Jonathan Chait at TNR smartly dissects the two main arguments against action on climate change. Be sure to read it all the way through for a bonus take-down of the skeptics’ most prominent spear carrier.
And then read this equally smart rejoinder (comment #2) to Chait, which basically asks why he’s wasting his time fighting dead-enders.
Following the logic of that Grist article I cited in my last post, this commentary on the congressional climate bill strikes me as pretty “radical,” coming from a well-respected, mainstream greenie like Bill McKibben:
If you pass half a health care bill, you can always come back in a decade. People will suffer in the meantime, but it won’t grow impossible to fix the problem: The Clinton debacle in the 1990s didn’t mean that we couldn’t try again this year. But, if we don’t do what the science requires on climate change, the situation will get badly out of hand. In the last two years, methane levels in the atmosphere have begun to spike sharply, apparently because warming temperatures are now melting the permafrost that caps large deposits of the potent greenhouse gas. If we let the planet keep warming, we won’t be able to shut that cycle off–we’re clearly much closer to that kind of tipping point than we imagined just a few years ago. Half a job may not be better than no job at all.

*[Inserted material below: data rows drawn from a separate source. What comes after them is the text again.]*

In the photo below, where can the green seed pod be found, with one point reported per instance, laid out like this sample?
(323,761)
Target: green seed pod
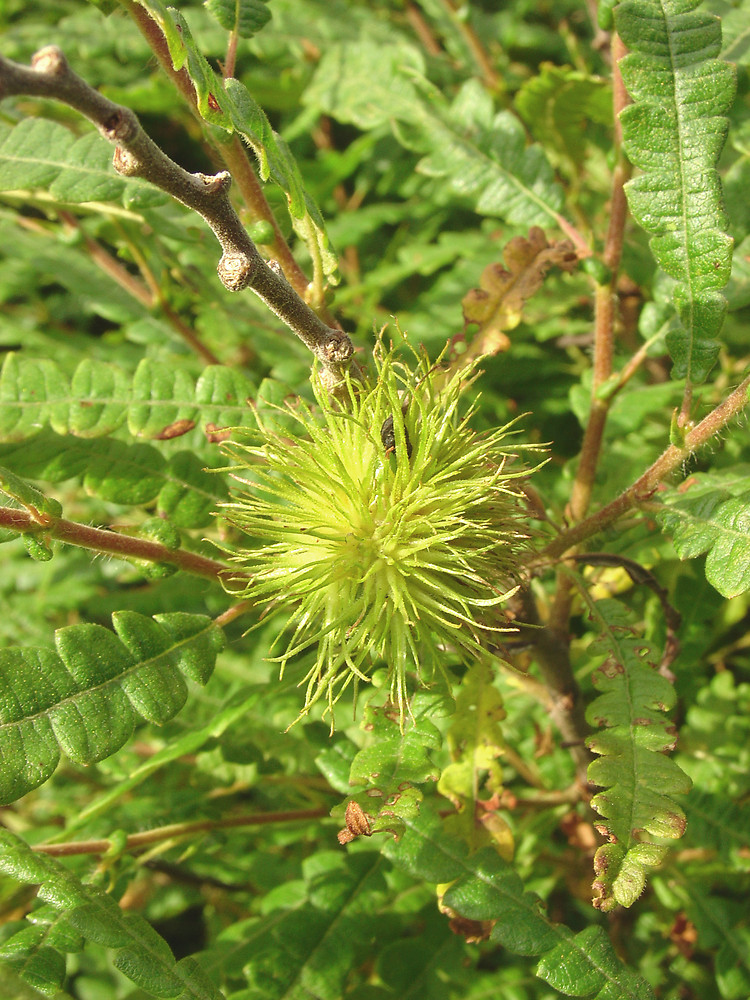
(390,531)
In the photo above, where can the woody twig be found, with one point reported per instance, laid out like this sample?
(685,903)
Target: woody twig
(137,155)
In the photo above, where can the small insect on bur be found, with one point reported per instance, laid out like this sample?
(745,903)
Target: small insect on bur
(388,437)
(358,824)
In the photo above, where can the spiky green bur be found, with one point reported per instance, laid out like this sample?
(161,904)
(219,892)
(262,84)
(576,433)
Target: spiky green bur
(396,554)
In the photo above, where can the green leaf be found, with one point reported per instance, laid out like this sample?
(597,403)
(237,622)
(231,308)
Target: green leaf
(246,17)
(277,164)
(396,760)
(143,955)
(486,888)
(640,780)
(559,104)
(159,390)
(711,514)
(483,154)
(37,950)
(228,103)
(132,475)
(674,131)
(38,153)
(161,401)
(28,496)
(84,699)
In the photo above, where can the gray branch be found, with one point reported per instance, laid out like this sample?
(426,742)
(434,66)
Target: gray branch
(137,155)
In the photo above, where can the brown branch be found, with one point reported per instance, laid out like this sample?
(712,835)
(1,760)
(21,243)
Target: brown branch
(233,155)
(149,295)
(136,840)
(113,543)
(136,155)
(565,706)
(664,466)
(490,76)
(604,322)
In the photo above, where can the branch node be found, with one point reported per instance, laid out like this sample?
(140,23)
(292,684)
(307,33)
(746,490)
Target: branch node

Interesting headline by Grist.
Today, if you belong to a green group that is agitating against the congressional climate bill, because you think it’s not strong enough to curb global warming, you might as well be a traitor to the cause. That’s the unmistakable subtext of this Grist story.
Our fearless climate hero is doing double duty as a reporter now. Determined to ice discussion of possible short-term temperature stabilization trends, Scoop Romm touts an “exclusive interview” he scored with Mojib Latif, a Germany-based climate scientist whose work and quotes have become blogosphere fodder for the contrarian crowd, in part because of these two passages in a recent Andy Revkin story:
Mojib Latif, a prize-winning climate and ocean scientist from the Leibniz Institute of Marine Sciences at the University of Kiel, in Germany, wrote a paper last year positing that cyclical shifts in the oceans were aligning in a way that could keep temperatures over the next decade or so relatively stable, even as the heat-trapping gases linked to global warming continued to increase.
But Dr. Latif, who gives about 200 talks to the public, business leaders and officials each year, said he had been met with confusion and even anger when he tried to describe this normal variation in climate while at the same time conveying the long-term threat of global warming.
That story prompted this apoplectic reaction from Romm and now has prompted our “indispensable” climate hero to ring up Dr. Latif himself, presumably to set the record straight. There’s just one, teeny problem with Romm’s “exclusive interview”: you can’t read it, because Romm hasn’t posted it. All you get are small fragments of quotes interspersed throughout Romm’s bloated 2,500 post. (So much for those shorter posts you promised us, Joe.)
Now I’m pretty sure we can assume that Romm at some point in his interview asked Dr. Latif straight out: Did Andy Revkin misquote you or misintrepet your work? I mean, that’s what Romm and other climate advocats contend, so why wouldn’t he ask Latif that? Well, if Romm posed the question, we don’t know the answer, because it’s not mentioned as part of his “extended” interview with Latif.
So can anyone tell me what is so “exclusive” about Romm’s interview with Latif? Any major clarifications or breaking news? We know Romm is skilled at breathlessly hyping weather disasters, so I guess it shouldn’t surprise us that he can hype his own journalistic contributions as well.